I didn’t care a pin what they thought, all those leeches who sucked blood out of the war, with their government contracts and goose liver from Gautier’s, where my own generals loved to dine—except for Grant, who always dined in the field, with his men.
“Father, I could have joined some anonymous regiment. I didn’t need a special favor.”
“The favor was for me,” I said.
“No, no—you begged the general for Mother’s sake. To keep me close to the general’s skirts. But that’s what I am, Father—his puppy. Everyone’s careful around the Prince of Rails. Takes years for other men to make rank, and I was born a captain. I have had no training. I’ve never been under assault. I’m not even sure I could fire a gun.”
It was the longest conversation I’d ever had with Bob. I wanted him to laugh again. I took a gamble with Bob.
“Well, Son, consider yourself a
political
captain, sort of my eyes and ears—at Grant’s headquarters.”
He gave me one of Molly’s quizzical stares. “Your spy, you mean.”

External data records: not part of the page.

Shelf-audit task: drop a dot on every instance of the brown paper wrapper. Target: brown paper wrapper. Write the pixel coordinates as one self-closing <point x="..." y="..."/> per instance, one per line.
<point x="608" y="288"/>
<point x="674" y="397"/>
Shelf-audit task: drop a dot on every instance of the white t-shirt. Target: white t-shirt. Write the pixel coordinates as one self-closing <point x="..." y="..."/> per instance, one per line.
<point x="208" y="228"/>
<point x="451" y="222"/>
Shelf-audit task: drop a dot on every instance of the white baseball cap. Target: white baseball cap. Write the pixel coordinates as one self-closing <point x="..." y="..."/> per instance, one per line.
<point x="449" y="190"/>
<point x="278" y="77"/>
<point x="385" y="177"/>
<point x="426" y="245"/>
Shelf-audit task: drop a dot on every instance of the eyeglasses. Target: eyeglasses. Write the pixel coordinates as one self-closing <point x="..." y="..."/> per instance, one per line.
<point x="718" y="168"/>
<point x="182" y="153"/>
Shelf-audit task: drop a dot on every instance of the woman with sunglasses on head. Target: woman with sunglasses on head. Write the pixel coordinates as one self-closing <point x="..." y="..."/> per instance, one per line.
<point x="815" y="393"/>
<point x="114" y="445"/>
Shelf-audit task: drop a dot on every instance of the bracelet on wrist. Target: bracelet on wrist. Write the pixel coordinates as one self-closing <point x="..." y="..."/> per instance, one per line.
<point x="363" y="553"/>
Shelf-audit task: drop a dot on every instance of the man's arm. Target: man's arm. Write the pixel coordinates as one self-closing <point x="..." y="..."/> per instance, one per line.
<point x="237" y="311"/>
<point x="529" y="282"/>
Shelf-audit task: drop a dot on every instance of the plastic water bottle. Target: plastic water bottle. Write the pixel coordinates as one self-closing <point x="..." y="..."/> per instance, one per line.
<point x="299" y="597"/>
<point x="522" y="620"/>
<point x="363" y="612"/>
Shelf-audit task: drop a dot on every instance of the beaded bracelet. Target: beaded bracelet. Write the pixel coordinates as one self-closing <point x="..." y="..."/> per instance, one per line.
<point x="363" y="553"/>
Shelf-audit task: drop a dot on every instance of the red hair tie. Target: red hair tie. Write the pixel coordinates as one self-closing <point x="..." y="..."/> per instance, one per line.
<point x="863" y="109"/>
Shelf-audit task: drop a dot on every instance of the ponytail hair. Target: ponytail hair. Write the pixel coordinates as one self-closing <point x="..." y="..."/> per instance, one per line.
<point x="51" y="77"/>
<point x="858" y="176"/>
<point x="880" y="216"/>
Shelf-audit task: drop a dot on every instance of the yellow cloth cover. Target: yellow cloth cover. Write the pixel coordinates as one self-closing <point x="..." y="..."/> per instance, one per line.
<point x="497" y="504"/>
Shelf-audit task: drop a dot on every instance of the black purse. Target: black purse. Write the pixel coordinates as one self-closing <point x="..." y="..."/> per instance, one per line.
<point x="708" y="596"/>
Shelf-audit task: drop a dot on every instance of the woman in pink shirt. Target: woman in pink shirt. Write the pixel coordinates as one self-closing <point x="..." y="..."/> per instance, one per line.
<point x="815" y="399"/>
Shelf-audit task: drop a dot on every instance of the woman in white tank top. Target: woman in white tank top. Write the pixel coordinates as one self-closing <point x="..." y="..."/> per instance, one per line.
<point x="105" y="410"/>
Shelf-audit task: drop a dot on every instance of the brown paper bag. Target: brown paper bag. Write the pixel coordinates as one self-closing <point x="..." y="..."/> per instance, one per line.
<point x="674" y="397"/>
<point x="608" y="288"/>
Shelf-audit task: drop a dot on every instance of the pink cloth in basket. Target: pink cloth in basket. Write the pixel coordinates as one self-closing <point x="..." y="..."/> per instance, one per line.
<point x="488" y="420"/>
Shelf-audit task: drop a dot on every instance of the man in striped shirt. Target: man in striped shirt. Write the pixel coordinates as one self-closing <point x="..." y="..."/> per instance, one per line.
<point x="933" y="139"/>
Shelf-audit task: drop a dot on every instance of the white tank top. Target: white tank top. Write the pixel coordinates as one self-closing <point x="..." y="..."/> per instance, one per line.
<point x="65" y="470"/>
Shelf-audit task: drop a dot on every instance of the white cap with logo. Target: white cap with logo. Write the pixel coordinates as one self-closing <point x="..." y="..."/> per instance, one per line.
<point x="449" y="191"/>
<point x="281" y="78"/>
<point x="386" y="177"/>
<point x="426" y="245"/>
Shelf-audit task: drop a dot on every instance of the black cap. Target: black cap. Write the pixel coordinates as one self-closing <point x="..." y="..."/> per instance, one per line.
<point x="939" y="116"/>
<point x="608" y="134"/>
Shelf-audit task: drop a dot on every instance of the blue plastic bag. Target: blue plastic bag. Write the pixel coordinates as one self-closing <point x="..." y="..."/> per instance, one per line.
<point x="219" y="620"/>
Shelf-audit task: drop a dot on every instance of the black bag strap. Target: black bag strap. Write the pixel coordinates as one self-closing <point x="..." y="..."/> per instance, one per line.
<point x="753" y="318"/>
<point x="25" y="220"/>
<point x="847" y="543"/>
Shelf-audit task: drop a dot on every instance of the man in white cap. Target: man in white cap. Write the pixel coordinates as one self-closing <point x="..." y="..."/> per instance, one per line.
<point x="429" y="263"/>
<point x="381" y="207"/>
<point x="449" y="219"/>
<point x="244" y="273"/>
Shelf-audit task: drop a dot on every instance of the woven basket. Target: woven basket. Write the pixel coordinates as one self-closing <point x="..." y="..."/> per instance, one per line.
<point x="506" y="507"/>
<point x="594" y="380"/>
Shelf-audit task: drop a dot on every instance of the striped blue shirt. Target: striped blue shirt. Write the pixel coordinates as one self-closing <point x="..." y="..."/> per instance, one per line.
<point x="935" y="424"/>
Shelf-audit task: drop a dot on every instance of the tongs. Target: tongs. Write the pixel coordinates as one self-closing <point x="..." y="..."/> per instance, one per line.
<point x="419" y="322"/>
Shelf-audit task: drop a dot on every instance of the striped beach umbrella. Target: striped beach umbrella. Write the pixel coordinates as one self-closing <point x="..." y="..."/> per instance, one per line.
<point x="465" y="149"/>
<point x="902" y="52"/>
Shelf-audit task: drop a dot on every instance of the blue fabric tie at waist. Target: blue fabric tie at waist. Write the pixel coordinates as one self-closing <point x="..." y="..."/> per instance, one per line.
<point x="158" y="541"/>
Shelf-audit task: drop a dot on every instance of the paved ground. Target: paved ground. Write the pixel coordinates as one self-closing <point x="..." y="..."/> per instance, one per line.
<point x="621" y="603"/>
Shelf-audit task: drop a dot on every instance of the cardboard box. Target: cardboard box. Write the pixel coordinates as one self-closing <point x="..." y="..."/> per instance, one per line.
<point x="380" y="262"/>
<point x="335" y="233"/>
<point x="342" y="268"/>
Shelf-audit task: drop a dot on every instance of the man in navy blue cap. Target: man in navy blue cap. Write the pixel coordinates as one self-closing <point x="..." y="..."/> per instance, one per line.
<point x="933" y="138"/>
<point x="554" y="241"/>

“We’re all a bunch of spies, if it comes down to the essential business of rebellion. I wouldn’t want you to spy on your own general. I trust Grant. And you wouldn’t have to report to me, not on a regular basis. But you might give your Pa a little perspicacity, from time to time—about the war.”
“
Perspicacity
,” Bob muttered, and wandered out from under the branches that swayed in the wind. Then he turned to me with a flick of defiance. “Father, perhaps I could tell you a thing or two about headquarters—from time to time.”
S
HE
WOULD
WANDER
ABOUT
, whirl like some caged animal—in her crinoline. No one dared interrupt her thoughts. She was as silent as General Grant, and even more mysterious. Her own powerful intuition must have told her how
ruinous
she had become on Bob’s little furlough to the White House. She wore a salmon tulle sacque on the day of his departure, and a headband garlanded with purple violets, like a giddy bride. She never clung to Bob, but she did swipe at him with her handkerchief on our carriage ride to the wharves, to get at a speck of dust near his eye.
There seemed to be an infinite parade on Pennsylvania Avenue, as procession followed procession. Officers rode in marvelous silver carriages with their concubines, as if the war had become a muffled drumbeat at some macabre bazaar—or harlequinade. Men in handcuffs marched along the
Ave
with large red labels tagged to their chests—
I am a Pickpocket and a Thief
—while members of the Provost’s squad prodded them with sticks and batons. Unlike these policemen, who had a scrofulous look, the pickpockets wore satin trousers and jackets of burning red silk, and were very bold and very shy. They paused on their march and bowed to Mary.